ILS & cat bond portfolio “strategically important” to AP3

by Artemis on April 13, 2016

AP3, also known as The Third Swedish National Pension Fund and one of the five managing Swedish state pension system assets, manages approximately 2.7bn Krona ($335m) of insurance-linked securities (ILS) and catastrophe bond investments, which it calls “a strategically important” piece of its portfolio.

AP3 managed a huge 303 billion SEK ($37.2bn) at the end of 2015, with 55.5 billion SEK in alternative investments, including the insurance-linked securities (ILS) mandates and portfolio. The ILS component amounts to around 2.7bn Krona, approximately $335m or just under 1% of the total pension fund capital.

This ILS assets managed figure is up around 50% from 1.8bn SEK at the end of 2014, but still below the much larger allocation that AP3 had in ILS a few years ago. The downsizing of the allocation was a response to rates, but 2015 has clearly provided more opportunities for the pension fund, enabling it to increase its assets in ILS again.

Seen as strategically important by AP3, these alternatives, such as ILS, enable the pension fund to target absolute return while also benefiting from diversification and low-correlation, versus the equity components of its portfolio.

Bengt Hellström, AP3 Head of Alternative Investments, explained; “They are investments that generate stable returns over time – returns that are not dependent on the same factors that determine the performance of our other important asset classes like equities and bonds. Alternative investments are about diversifying portfolio risk and generating the best possible returns for the pension system.”

Insurance-linked investments, such as ILS fund allocations, catastrophe bonds and other vehicles such as reinsurance sidecars, as well as being a return driver these provide AP3 with a mechanism to “achieve low correlation with total risk.”

For major pension funds of the world, this is becoming an increasingly important goal, especially since the volatile financial and equity market conditions of late 2015. There is a growing interest in increasing the size of absolute return and alternative portfolio allocations among major institutional investors, something the ILS and reinsurance market would be wise to keep an eye on.
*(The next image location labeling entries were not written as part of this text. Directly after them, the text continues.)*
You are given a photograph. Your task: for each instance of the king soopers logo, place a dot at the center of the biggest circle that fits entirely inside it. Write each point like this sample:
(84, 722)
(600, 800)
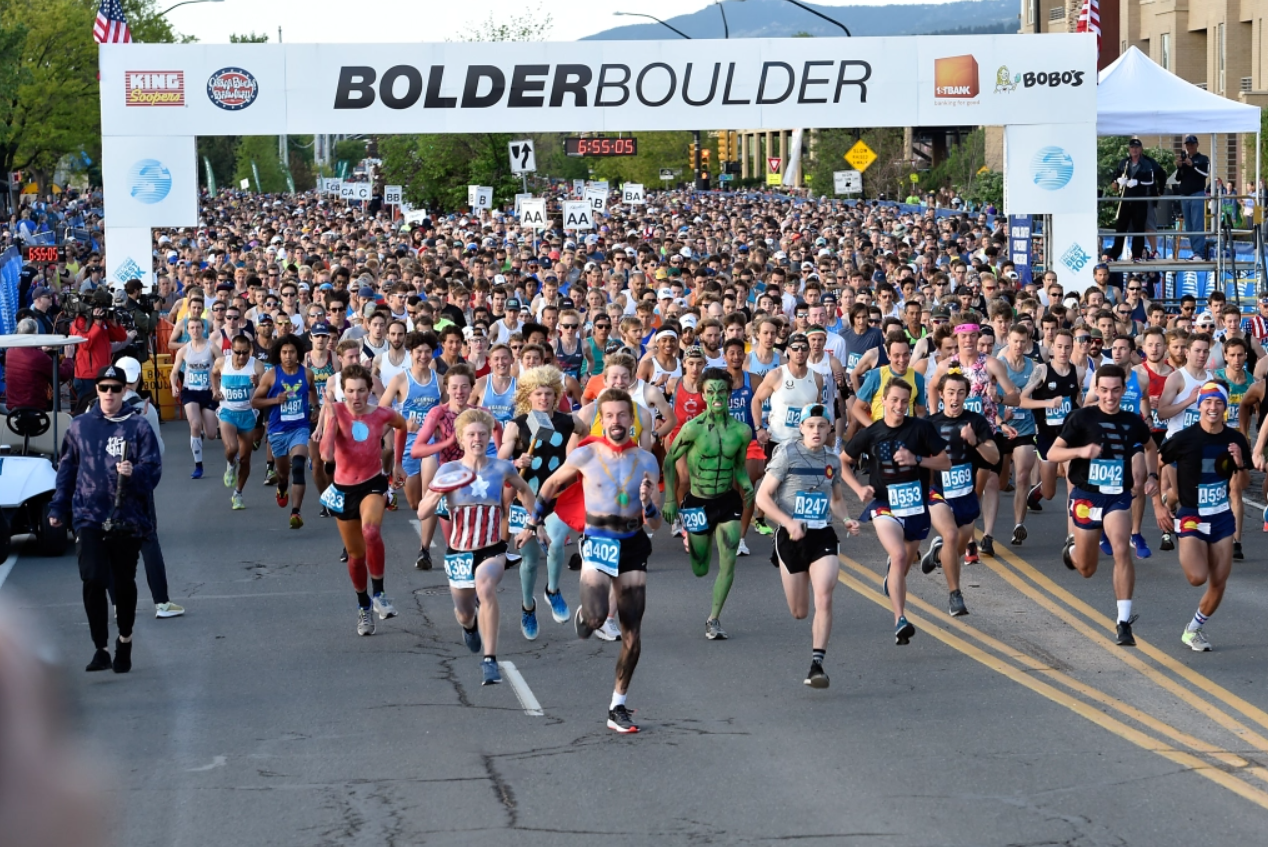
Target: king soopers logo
(1051, 169)
(150, 180)
(232, 89)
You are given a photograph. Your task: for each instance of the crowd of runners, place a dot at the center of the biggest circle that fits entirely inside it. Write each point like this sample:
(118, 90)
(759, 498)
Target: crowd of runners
(727, 365)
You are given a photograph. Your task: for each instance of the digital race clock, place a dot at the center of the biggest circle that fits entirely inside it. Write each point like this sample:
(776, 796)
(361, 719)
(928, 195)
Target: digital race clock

AP3 has been investing in insurance, climate and weather related securities, as it terms them, since 2008, seeing them as a way to help make the pension fund’s returns more stable over time, as well as benefiting from the low correlation.

The investments include both catastrophe bonds and weather derivatives and AP3 was the first investor in Sweden to target those instruments, since which it has built a team and developed relationships with universities and research institutions.

AP3 has clearly become quite sophisticated in its allocation to ILS, saying that it continuously monitors climate factors such as El Nino “because it affects hurricane activity in the Pacific and Atlantic oceans and has a bearing on our risk and returns.”

AP3 considers ILS both “strategic and long-term” as an asset class, recognising that it will benefit in years where losses are light but also that there are risks of major losses when large catastrophe events occur.

“These losses are unavoidable and part of the underlying investment strategy. The key point is that, over time, the investments are expected to deliver positive returns,” AP3’s annual report explains. A sensible approach to the ILS asset class.

Insurance and reinsurance linked investments are part of AP3’s strategy to invest in assets that can provide a buffer against financial market volatility. ILS is seen as one way to help stabilise the returns of the pension fund, particularly in the event of volatility in equity markets.

“This strategy looked attractive on the drawing board 10 years ago. And looking back, we can see that the returns have exceeded our expectations,” commented Mårten Lindeborg, AP3 CIO.

And AP3 has seen its ILS investments perform as expected, providing a very attractive return while the low correlation and diversification has been as expected.

“Fundamentally we know that natural disasters are not caused by political decisions or changing economic cycles. If we look back historically, this portfolio has demonstrated a very low correlation with the equity market and still generated a positive return every year at an annual average of 9.7%,” explained Dan Bergman, AP3 portfolio manager.